I read an article recently that mentioned arsenic can appear in foods that are made from brown rice.  It stated that for the most part, it is a low amount and not harmful.  My question is – how does this affect people with celiac who consume more products made from brown rice than the average person?

Dear Reader,

That’s a great question, especially since gluten-free folks eat so much rice.  I don’t believe we’ve ever addressed this topic here.   In doing some research for you and our readers, here’s what I found.

In March, researchers at Dartmouth College reported that they found high levels of arsenic in rice.
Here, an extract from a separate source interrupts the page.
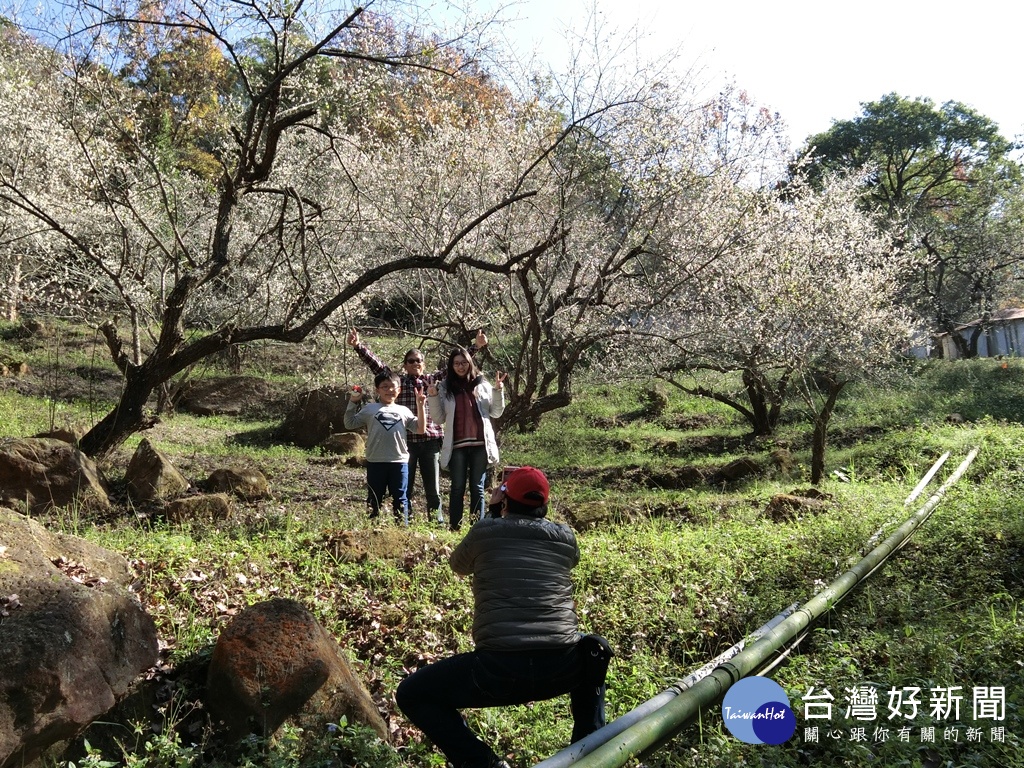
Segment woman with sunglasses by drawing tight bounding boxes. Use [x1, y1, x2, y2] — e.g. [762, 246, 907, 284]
[348, 328, 487, 524]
The primary concern was organic brown rice used primarily in baby food and energy bars.  The baby food product had arsenic concentrations six times the federal limit of 10 parts per billion for arsenic in drinking water.  Cereal bars that contained rice products like brown rice syrup and rice flour had arsenic levels ranging from 23 to 128 parts per billion, according to the researchers who tested the products.  The problem with baby food is that toddlers are growing quickly no one knows how arsenic might affect their development.
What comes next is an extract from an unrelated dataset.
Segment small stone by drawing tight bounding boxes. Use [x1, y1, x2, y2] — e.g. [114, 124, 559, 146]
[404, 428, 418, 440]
The problem with energy bars is that there may be three or four different rice products in it – the brown rice syrup, rice flour, and so on – and those foods seem to have more arsenic in them. It wasn’t concentrated so much as there’s just more rice in them.

Surprisingly, there are no federal limits for the amount of arsenic that’s acceptable in food. So it’s impossible to know if eating arsenic at these levels is a problem.  “For people who occasionally eat cereal bars, I don’t see a problem,” says Brian Jackson, the analytical chemist who led the study, which was published in Environmental Health Perspectives.   “But for the toddler formula, until we know what a safe arsenic concentration is, I’d recommend discontinuing that formula,” Jackson said.
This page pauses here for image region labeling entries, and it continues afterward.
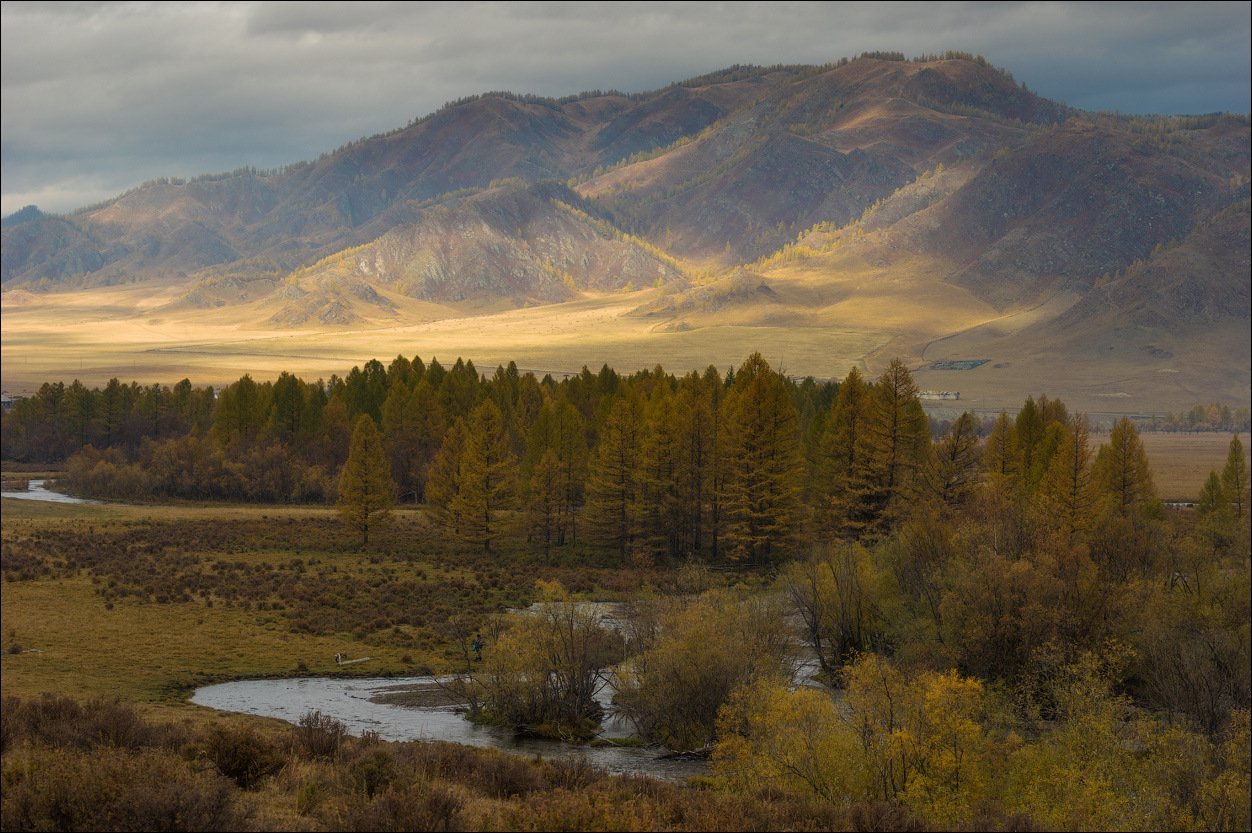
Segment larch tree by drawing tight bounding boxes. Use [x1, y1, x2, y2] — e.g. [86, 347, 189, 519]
[1222, 435, 1248, 519]
[934, 411, 980, 506]
[423, 418, 466, 535]
[526, 448, 561, 561]
[814, 367, 873, 526]
[1038, 415, 1096, 542]
[338, 413, 396, 546]
[834, 358, 933, 535]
The scientists say they are not terrified, but cautious.  They advise consumers to steer away from some of the foods that might have four or five different rice ingredients. And, for folks who eat a lot of rice, like those on a gluten-free diet, they say it’s okay to eat rice. But just vary your diet.  They also say that there is possibly a slightly higher amount of arsenic in brown rice than in white rice, probably due to the fact that the outside layer is still on it.  In addition, arsenic levels vary greatly depending on where and when rice is grown, and there’s, as of yet, no measure of what types of rice are more likely to have low levels.

So why is arsenic in rice?  The plant apparently has an affinity for arsenic, a toxic element that occurs naturally in soil and groundwater. “It turns out that rice needs to take up silica,” Jackson explained, “and in paddy conditions, arsenic is chemically very similar to silica.”

Arsenic in drinking water has been studied for a long time; it’s a big problem in Bangladesh, and also can be an issue in the United States. Arsenic also shows up in apple and grape juice, according to tests conducted by Consumer Reports.

Currently the FDA is sampling rice around the United States and doing a study as a result of those tests.  In coming months, hopefully, they will establish a food safety standard for arsenic in food.  Meanwhile, based on this research, it might be wise to limit the amount of brown rice we consume.